Iranian Influence, Terrorist Links, Threaten Latin American Security
By Donna Miles
American Forces Press Service
WASHINGTON, March 17, 2009 Iran is increasing its presence in Latin America, and Hezbollah, a terrorist organization it sponsors, is making inroads in drug trafficking in Colombia, the commander of U.S. Southern Command told Congress today.
Navy Adm. James G. Stavridis told the House Armed Services Committee he shares concerns expressed by Defense Secretary Robert M. Gates about Iranian activity in Central and South America.
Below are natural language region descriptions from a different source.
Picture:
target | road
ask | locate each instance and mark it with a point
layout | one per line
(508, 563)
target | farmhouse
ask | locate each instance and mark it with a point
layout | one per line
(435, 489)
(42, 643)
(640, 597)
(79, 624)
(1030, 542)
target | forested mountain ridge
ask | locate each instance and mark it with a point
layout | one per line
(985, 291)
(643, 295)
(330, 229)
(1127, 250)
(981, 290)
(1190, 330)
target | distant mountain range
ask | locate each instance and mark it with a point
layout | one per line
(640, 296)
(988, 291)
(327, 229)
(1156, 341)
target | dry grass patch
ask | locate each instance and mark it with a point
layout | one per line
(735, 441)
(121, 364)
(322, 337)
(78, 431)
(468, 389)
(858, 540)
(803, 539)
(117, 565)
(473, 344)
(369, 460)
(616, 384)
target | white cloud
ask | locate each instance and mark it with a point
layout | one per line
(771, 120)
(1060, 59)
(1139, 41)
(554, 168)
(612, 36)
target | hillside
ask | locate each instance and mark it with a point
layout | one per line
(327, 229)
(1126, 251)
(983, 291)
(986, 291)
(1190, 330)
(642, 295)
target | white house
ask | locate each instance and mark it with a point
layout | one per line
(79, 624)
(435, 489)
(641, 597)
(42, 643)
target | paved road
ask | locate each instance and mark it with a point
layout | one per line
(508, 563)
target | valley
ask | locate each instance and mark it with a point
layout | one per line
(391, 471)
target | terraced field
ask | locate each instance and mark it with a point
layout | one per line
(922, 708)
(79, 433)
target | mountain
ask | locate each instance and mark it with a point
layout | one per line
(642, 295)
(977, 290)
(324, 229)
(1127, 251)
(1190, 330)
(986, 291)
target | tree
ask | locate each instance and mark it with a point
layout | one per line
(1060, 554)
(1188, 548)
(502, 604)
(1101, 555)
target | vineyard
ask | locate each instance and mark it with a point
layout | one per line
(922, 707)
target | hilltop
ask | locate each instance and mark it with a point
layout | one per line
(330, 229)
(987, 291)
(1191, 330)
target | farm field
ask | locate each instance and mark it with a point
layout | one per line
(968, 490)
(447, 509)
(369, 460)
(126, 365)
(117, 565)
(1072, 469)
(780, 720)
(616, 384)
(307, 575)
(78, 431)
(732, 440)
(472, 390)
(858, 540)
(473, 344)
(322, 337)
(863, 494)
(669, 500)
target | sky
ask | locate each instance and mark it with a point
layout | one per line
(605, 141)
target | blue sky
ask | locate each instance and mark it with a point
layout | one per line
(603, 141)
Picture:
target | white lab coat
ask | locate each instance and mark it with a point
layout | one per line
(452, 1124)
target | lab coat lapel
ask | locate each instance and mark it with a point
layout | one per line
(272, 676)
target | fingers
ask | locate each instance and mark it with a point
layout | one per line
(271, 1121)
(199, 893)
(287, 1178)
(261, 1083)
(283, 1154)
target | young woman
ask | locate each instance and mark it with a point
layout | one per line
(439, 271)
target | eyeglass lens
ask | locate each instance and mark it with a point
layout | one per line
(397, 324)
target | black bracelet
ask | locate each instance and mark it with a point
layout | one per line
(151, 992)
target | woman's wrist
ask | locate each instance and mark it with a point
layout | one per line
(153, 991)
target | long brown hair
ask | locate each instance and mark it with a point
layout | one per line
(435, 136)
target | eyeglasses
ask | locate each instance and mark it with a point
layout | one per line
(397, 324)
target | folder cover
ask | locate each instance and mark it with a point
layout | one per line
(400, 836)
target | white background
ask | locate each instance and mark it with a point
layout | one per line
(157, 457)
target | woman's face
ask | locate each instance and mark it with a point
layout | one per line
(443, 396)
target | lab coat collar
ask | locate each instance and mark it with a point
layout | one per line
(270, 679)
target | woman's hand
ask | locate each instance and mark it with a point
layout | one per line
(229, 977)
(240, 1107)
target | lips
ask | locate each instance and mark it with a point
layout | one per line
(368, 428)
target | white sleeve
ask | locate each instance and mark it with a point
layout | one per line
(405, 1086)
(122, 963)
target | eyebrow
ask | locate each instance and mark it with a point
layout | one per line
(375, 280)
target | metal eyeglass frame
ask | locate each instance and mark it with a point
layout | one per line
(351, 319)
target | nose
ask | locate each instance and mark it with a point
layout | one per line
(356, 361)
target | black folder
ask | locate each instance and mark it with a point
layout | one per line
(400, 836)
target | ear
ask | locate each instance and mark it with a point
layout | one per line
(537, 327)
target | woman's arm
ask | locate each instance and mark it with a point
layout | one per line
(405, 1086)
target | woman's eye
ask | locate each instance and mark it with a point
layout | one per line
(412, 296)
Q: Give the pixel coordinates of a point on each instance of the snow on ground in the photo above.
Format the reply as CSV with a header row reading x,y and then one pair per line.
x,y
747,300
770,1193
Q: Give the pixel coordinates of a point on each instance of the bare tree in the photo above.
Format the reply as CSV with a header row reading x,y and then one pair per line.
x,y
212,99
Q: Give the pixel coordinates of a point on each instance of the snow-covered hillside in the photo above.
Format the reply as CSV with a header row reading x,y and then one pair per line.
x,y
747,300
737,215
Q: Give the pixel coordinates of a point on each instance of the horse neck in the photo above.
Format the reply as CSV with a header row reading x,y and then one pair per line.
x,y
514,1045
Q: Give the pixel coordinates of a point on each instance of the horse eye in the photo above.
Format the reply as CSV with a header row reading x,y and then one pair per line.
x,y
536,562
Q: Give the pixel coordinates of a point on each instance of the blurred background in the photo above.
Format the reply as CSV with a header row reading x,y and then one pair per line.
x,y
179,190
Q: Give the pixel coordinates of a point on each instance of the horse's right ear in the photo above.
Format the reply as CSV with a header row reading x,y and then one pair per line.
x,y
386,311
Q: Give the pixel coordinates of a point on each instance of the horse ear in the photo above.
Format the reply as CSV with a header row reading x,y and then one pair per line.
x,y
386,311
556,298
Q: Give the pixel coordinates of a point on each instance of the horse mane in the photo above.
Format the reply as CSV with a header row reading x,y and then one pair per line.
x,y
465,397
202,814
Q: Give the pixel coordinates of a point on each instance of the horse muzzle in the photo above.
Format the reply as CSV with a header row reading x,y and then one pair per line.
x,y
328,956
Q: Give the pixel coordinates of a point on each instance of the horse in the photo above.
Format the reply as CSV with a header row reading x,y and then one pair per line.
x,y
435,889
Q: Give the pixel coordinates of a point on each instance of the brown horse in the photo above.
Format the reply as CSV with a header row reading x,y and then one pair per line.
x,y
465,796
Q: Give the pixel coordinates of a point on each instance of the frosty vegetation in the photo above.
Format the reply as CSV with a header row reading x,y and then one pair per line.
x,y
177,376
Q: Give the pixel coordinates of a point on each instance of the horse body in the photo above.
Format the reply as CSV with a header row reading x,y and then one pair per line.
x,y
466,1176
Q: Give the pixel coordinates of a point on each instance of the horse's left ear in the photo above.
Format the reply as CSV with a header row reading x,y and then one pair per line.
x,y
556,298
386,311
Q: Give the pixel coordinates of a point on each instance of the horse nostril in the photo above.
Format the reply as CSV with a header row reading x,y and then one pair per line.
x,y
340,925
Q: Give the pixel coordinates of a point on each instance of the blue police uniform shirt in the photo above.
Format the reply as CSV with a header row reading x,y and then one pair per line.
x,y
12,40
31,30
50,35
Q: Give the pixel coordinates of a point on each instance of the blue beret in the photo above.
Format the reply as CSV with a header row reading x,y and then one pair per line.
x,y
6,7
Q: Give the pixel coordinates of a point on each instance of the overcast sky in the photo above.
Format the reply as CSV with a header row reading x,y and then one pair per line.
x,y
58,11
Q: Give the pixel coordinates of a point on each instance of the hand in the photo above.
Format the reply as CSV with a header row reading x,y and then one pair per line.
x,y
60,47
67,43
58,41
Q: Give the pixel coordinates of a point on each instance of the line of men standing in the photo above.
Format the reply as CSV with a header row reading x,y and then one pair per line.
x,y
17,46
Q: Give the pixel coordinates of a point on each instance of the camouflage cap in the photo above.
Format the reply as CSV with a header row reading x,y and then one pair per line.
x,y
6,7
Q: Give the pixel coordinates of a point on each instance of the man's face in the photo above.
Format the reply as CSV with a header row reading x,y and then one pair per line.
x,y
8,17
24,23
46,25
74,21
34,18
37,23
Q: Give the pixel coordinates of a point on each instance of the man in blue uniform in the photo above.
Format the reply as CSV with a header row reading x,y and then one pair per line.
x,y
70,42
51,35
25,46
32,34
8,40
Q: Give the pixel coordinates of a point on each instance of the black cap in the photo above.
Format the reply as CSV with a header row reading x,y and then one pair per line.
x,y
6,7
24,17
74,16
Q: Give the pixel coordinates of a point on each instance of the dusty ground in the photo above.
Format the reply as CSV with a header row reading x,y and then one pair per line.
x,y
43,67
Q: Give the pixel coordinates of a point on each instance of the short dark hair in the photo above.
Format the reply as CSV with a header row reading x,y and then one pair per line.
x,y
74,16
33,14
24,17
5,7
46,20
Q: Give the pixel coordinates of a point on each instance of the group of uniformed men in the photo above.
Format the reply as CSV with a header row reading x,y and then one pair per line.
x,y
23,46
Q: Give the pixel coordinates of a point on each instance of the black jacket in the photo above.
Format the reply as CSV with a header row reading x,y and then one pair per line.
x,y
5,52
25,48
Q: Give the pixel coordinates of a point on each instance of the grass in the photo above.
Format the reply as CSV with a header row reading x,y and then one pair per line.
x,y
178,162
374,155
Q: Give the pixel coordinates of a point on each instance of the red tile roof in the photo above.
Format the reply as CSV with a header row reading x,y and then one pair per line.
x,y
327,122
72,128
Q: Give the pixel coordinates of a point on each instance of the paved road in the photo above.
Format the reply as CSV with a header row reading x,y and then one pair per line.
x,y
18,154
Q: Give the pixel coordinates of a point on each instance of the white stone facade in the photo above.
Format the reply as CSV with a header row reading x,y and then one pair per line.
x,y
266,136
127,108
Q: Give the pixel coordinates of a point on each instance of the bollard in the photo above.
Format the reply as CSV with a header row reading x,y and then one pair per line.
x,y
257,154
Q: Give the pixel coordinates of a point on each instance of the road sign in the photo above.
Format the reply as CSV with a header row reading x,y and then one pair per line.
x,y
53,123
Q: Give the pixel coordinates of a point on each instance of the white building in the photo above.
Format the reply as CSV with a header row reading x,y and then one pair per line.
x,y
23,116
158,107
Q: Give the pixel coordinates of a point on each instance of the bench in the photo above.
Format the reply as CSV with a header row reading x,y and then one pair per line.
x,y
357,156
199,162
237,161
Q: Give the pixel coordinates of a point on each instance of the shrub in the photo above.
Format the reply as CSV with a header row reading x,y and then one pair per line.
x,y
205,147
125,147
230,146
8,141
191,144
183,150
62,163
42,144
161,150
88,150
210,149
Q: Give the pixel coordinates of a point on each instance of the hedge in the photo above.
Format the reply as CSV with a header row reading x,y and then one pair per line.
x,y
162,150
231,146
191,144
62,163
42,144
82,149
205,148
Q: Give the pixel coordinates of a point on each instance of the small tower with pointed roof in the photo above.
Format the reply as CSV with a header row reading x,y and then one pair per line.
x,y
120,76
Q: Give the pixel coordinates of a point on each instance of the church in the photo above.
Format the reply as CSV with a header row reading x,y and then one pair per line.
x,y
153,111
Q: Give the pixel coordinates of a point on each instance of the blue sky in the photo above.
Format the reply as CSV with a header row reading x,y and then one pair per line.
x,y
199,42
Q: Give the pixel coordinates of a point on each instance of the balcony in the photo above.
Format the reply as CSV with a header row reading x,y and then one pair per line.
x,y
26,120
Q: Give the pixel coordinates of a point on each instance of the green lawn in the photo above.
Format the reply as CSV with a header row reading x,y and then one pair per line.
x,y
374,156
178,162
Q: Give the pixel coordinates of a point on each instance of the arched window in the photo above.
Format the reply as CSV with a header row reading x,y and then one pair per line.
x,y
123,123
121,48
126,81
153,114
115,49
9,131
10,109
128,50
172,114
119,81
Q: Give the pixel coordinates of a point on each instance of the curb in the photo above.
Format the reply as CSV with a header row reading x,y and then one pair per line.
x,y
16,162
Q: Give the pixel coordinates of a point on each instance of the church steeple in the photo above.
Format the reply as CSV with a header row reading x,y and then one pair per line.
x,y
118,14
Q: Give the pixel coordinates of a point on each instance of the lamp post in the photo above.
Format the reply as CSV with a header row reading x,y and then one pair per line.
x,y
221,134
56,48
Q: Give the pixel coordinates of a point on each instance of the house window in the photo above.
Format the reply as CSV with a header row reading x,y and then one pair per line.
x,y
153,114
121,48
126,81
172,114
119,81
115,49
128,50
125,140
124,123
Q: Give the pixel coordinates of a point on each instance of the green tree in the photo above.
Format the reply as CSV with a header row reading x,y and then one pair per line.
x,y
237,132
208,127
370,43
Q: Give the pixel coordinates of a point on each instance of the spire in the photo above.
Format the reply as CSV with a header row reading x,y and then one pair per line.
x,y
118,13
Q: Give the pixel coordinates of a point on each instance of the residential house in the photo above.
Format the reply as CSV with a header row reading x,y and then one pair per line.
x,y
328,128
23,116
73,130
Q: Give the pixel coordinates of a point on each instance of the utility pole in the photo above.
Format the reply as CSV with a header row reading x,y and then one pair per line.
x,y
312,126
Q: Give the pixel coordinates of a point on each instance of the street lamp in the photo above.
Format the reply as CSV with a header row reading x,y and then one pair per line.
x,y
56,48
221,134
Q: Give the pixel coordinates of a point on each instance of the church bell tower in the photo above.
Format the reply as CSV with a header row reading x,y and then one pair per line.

Iran has opened six embassies in the region during the past five years and is promoting Islamic activities in the region.
“That is of concern, principally because of the connection between the government of Iran, which is a state sponsor of terrorism, and Hezbollah,” Stavridis said today. “We see a great deal of Hezbollah activity throughout South America, in particular.”
Much of that activity takes place in the tri-border area of Brazil, Paraguay and Argentina, and in the Caribbean.
Stavridis noted in his written statement that Southcom supported a Drug Enforcement Administration operation in the tri-border area last August that targeted a Hezbollah-connected drug trafficking organization.
Two months later, Southcom supported another interagency operation in which several dozen people were arrested in Colombia for ties to a Hezbollah-connected drug trafficking and money laundering ring.
Despite big successes in professionalizing the Colombian military and helping it deal with the Revolutionary Armed Forces of Colombia, or FARC, Southcom has witnessed a direct connection there between Hezbollah and drug trafficking in Colombia, Stavridis told the committee.
He noted the direct link between the illicit drug trade and the terrorist groups it bankrolls, noting the threat posed by Islamic radical terrorism.
“Indentifying, monitoring and dismantling the financial, logistical and communication linkages between illicit trafficking groups and terrorist sponsors are critical to not only ensuring early indications and warnings of potential terrorist attacks directed at the United States and our partners, but also in generating a global appreciation and acceptance of this tremendous threat to security,” he said.
Stavridis called Colombia – the major global source of cocaine and home of the FARC – pivotal in the fight to stop illicit traffickers at the source.
Continued support to Colombia to help it in this endeavor will pay big dividends for the region and for the United States, he said.
“Providing resources and investments to improve the Colombian military, along with enhancing our interagency capabilities, will build the capacity to integrate and share information with U.S. and international counter-narcotic organizations,” he said. “Our interagency support efforts will directly improve regional and hemispheric security.”